Recensione Per non dimenticarti (2006)

Un insieme di lacrimevoli microstorie da romanzetti rosa, racconti posticci di speranza, disillusione e piccoli e grandi soprusi, tutti spacciati per prodotti di una guerra che si è lasciata dietro una lunga scia di miseria e sogni infranti.

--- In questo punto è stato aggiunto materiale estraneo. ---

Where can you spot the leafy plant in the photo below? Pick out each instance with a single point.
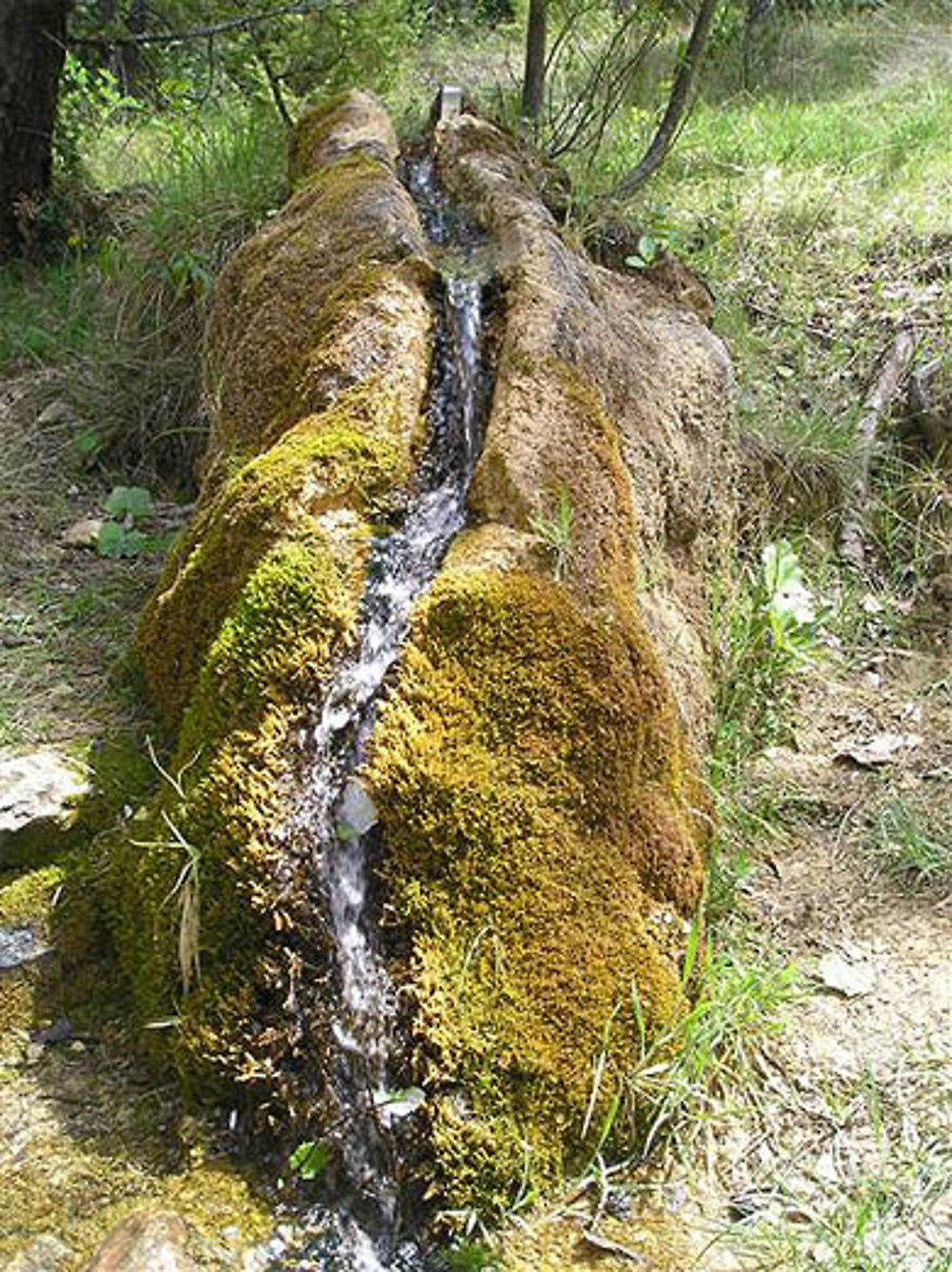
(470, 1257)
(765, 636)
(554, 532)
(682, 1079)
(649, 249)
(310, 1159)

Le dimenticabili donne del '47

Un'opera tutta al femminile, a differenza di quanto avviene nella fiction televisiva, nel cinema italiano è cosa assai rara. In Per non dimenticarti, film di casa Avati (ma questa volta il Pupi nazionale si limita ad essere padre d'arte, precisamente di Mariantonia e Tommaso, rispettivamente qui regista e sceneggiatore), di donne che si confrontano e si raccontano ce ne sono ben nove, tutte con un minuscolo essere in pancia, ora desiderato, ora capitato per caso, ora un dono superfluo da cancellare in anticamera. Sono donne che vivono gli anni difficili del secondo dopoguerra, che si preparano alla maternità, e ai problemi che essa comporta, in un reparto di ostetricia della Roma del 1947, in cui ci si guarda con un po' di sospetto, ma, oltre la cautela dei primi sguardi, anche con grande tenerezza e sincera solidarietà.

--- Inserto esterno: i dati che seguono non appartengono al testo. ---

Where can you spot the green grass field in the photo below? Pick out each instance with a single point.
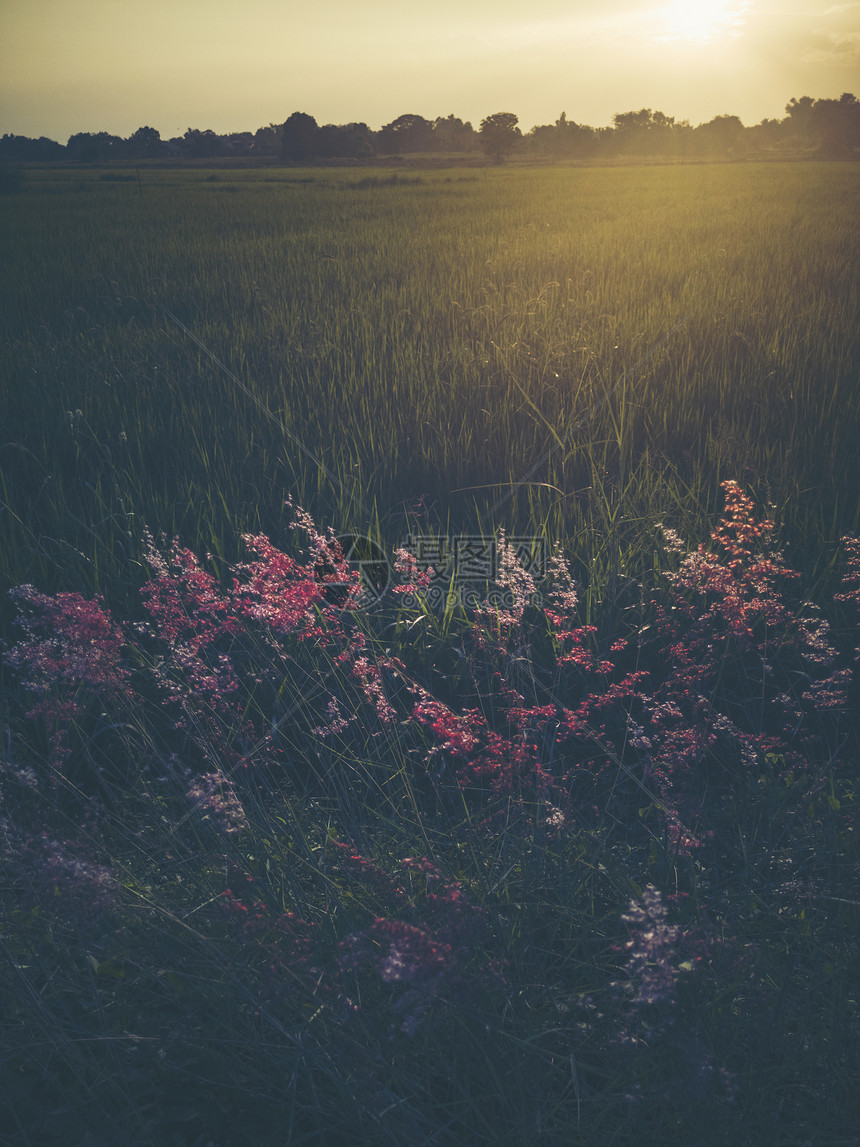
(571, 865)
(577, 351)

Girato quasi totalmente in interni e realizzato con il contributo del Ministero per i Beni e le Attività culturali che lo ha riconosciuto di interesse nazionale, Per non dimenticarti è un insieme di lacrimevoli microstorie da romanzetti rosa, costituite unicamente da dialoghi pericolosamente vicini alle chiacchiere da salotto televisivo della tv del dolore, racconti posticci di speranza, disillusione e piccoli e grandi soprusi, tutti spacciati per prodotti di una guerra che si è lasciata dietro una lunga scia di miseria e sogni infranti che ha mutilato anche il sogno della maternità. Tutto il film vibra di un tedioso spirito cattolico, incarnato soprattutto dal personaggio di Nina (interpretato da una spaesata Anita Caprioli), tutta santi e buone parole al momento giusto, caratterizzata da un'apertura incondizionata verso il prossimo che scivola nel buonismo più snervante, sempre pronta ad ascoltare le confessioni altrui, senza mai incappare nella frase sbagliata, in un tono di voce più alto. E con questo stesso spirito accoglierà il dramma più atroce che la vita può riservare ad una donna, mentre gli immancabili miracoli saranno riservati a qualcun altro, come una strana beffa del destino.

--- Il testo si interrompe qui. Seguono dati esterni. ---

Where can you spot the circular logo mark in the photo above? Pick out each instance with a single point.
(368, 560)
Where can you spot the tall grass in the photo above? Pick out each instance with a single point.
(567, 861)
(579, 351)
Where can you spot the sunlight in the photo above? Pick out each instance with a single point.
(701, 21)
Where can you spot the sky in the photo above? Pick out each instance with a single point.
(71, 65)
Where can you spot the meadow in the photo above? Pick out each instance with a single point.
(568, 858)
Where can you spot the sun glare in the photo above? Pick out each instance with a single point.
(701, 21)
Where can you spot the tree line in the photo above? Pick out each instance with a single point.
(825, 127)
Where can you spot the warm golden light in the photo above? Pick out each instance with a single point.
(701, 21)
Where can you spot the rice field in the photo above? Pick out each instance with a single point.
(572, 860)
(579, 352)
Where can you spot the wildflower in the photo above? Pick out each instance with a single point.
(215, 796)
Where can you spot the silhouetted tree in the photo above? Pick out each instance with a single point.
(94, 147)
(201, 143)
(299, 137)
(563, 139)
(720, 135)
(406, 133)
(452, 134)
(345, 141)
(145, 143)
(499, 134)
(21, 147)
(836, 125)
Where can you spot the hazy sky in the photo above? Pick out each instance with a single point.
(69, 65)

Tra le note stonate del film, decisamente discutibile risulta la scelta di risolvere la delicata tematica dell'aborto in una sua definitiva condanna: la donna che, come una criminale sceglierà di fare uccidere suo figlio di notte, senza guardare in faccia nessuno, è rappresentata infatti come una persona fisicamente brutta, coperta di lividi (per aver già tentato, da sola, di perdere quel bambino non voluto), l'unica a non accettare alcun tipo di contatto e di conforto dall'onnipresente Nina e suo buon cuore al seguito. C'è poca luce in questo film e anche la neve che cade su Roma salta subito all'occhio come inautentica e non sa destare meraviglia. La Avati dirige secondo le logiche di una grammatica demodè, privilegiando i primi piani tanto cari alla televisione, rimanendo impantanata tragicamente nell'abuso di un campo-controcampo francamente asfissiante, mentre dietro ogni fotogramma ingiallito si mendica subdolamente una lacrima che forse si farebbe meglio a tenere dentro.